Thought my original answer would give another view into why it's "just a problem with precision," in Silvia's words, that would make it easy to see why. I also thought it showed that approaches with ND[] and other local methods for estimating derivative would be unable to achieve the OP's goals. Apparently I was wrong: Either something I wrote is incorrect or it's not easy to see. So I will add a few points.

  1. Let me point a well-known phenomenon: Differentiation magnifies noise. So inexact data will lead to increasingly inaccurate derivatives.

  2. While it's true that mathematically derivatives are determined by local function values, numerically it's a bad idea to make the step size too small, since differentiation essentially magnifies the error by the reciprocal of the step size.

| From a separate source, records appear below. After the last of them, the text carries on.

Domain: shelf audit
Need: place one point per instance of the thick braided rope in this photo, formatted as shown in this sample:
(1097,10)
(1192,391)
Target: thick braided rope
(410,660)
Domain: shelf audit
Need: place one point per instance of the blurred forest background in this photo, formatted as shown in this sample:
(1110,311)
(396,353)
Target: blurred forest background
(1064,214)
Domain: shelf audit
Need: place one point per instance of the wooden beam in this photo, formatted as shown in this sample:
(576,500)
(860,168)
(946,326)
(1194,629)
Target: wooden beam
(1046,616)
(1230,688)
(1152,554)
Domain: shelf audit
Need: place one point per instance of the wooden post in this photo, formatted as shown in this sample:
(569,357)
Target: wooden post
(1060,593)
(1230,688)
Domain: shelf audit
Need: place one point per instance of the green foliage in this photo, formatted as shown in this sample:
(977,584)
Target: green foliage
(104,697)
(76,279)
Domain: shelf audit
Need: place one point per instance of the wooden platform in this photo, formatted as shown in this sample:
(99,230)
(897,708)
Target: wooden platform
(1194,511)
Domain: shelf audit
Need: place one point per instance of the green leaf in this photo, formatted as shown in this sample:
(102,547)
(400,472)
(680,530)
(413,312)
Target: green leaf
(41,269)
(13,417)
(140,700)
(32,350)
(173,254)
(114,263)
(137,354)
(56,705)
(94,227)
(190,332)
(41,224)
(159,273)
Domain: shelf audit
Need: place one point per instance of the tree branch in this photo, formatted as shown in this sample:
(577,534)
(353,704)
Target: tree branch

  3. Actually for an analytic function, that is, represented by a power series, over a large domain, it can turn out to be better to increase the range of the sampling (up to a point).

  4. Pseudospectral sampling, such as in my original answer, is nice and shows the point at which the maximum precision is achieved; but we can even use uniform sampling to make a good estimate of the derivative in the center of the interval.

  5. If the domain is finite and the noise/round-off fixed, then there is a limit to the order of the derivative that can be accurately approximated.

For an example, I show off NDSolve`FiniteDifferenceDerivative, which has not yet shown up in an answer, on the analytic function $e^x+2 \cos x$. I use a uniform grid 33 points (interpolation order 32). The scale s sets the interval for the sample to $[-s,s]$. The table shows the difference from the exact derivative ${d^k \over dx^k} (e^x+2 \cos x)$, $k=0,1,\dots,15$. The exact derivative is shown in the last column. Large error values are colored. One can see from the table that the error increases with the order of the derivative, but more significantly, it decreases as the scale/grid-space increases up to a point.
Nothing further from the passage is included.